TEN YEARS AGO, I recall sitting in a meeting at a local financial planning firm. We hadn’t heard of cryptocurrencies. The term “FAANG stocks” hadn’t yet been coined. On the minds of many individual investors was a different hot asset: gold.
Gold is the butt of many jokes in the financial blogosphere these days. Who can blame them? The shiny metal is flat over the past decade—and, of course, has produced no dividends in that time—while the S&P 500’s total return is more than 370%. Even relatively weak foreign stocks have climbed 100%.

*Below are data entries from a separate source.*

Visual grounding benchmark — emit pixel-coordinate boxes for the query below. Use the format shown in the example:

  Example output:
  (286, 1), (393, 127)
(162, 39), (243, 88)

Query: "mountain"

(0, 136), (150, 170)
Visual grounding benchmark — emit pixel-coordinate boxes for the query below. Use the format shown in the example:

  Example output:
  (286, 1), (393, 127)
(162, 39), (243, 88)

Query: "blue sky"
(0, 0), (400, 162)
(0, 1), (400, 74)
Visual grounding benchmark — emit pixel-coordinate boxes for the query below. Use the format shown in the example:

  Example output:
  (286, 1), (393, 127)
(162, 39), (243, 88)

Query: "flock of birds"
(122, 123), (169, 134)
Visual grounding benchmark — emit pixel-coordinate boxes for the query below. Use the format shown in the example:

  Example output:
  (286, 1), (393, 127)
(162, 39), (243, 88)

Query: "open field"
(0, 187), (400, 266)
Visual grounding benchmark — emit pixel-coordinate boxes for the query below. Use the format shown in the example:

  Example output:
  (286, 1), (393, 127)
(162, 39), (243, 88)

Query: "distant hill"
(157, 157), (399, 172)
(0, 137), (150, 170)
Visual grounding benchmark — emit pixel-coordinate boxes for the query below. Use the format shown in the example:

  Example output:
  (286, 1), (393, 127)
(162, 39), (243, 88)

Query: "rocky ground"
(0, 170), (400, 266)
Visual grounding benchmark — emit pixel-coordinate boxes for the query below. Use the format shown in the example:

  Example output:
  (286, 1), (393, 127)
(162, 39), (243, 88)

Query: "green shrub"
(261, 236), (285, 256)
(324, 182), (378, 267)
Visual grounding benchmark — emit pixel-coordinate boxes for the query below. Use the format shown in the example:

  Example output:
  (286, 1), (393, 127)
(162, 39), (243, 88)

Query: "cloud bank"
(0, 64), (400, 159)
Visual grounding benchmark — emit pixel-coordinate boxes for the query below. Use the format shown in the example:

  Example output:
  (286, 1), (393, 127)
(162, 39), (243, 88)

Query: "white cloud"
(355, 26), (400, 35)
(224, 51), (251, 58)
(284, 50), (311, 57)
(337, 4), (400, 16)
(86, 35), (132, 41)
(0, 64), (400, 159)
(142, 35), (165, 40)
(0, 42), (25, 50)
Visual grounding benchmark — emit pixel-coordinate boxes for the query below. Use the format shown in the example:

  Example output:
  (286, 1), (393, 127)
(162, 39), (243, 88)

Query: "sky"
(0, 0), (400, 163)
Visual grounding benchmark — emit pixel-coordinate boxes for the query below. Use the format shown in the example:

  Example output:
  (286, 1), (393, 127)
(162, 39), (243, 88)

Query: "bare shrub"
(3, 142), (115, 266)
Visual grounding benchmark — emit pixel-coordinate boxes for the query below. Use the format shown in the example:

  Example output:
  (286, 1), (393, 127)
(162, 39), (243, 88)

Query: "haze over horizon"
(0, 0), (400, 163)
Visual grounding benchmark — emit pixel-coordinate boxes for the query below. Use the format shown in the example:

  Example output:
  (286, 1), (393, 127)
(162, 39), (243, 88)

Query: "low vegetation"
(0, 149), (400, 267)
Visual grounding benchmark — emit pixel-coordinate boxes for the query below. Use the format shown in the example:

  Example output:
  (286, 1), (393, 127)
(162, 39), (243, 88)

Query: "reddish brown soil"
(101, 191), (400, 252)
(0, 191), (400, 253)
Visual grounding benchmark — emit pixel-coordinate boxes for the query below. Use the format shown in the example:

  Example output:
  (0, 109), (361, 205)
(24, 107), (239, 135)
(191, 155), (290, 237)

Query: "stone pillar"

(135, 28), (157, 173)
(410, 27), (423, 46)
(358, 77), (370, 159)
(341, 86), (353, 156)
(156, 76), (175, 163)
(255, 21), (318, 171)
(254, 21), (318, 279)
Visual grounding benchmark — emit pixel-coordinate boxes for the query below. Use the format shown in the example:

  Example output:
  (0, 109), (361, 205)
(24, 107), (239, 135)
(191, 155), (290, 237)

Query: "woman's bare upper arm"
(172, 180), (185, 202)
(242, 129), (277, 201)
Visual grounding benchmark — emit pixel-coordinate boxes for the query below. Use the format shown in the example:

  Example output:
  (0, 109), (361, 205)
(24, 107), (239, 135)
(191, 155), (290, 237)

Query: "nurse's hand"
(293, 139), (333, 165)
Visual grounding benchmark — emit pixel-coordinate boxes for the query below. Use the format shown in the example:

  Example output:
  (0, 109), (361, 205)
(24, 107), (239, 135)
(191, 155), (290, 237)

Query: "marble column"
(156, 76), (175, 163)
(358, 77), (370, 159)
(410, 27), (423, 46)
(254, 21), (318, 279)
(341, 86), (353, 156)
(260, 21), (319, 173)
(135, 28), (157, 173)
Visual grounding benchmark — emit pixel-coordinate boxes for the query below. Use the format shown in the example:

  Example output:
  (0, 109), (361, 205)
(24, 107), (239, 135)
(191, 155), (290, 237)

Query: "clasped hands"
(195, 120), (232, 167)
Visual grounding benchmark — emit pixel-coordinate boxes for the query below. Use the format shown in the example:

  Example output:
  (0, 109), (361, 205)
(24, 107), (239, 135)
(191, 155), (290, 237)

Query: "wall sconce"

But a decade ago, investors who were clamoring for gold didn’t know such a dismal period was in store. After all, CNBC headlines at the time were a constant flow of bullish sentiment. The world’s biggest ETF was SPDR Gold Shares (symbol: GLD) and the price of an ounce of gold had been higher in each of the 10 years leading up to September 2011. The precious metal had returned nearly 600% from September 2001 up until that meeting.
Meanwhile, at the time, stocks were experiencing a correction, plus longer-term returns had been lousy since March 2000. The preceding decade had seen gains of just 25% for S&P 500 investors. “The lost decade,” it was dubbed.
What was the meeting about? The lead financial planner wanted our take on gold because so many clients were asking for it. I recall arguing that, after a decade of outstanding performance, another string of strong annual returns was unlikely. Also, stocks were cheap, with the S&P 500 trading at a price-earnings ratio of just 13.5.
What is today’s asset that everyone feels they must own, but which likely won’t produce impressive profits over the next 10 years? I’m sure you have a few in mind. But I’d cast my vote for mega-cap technology stocks and most cryptocurrencies.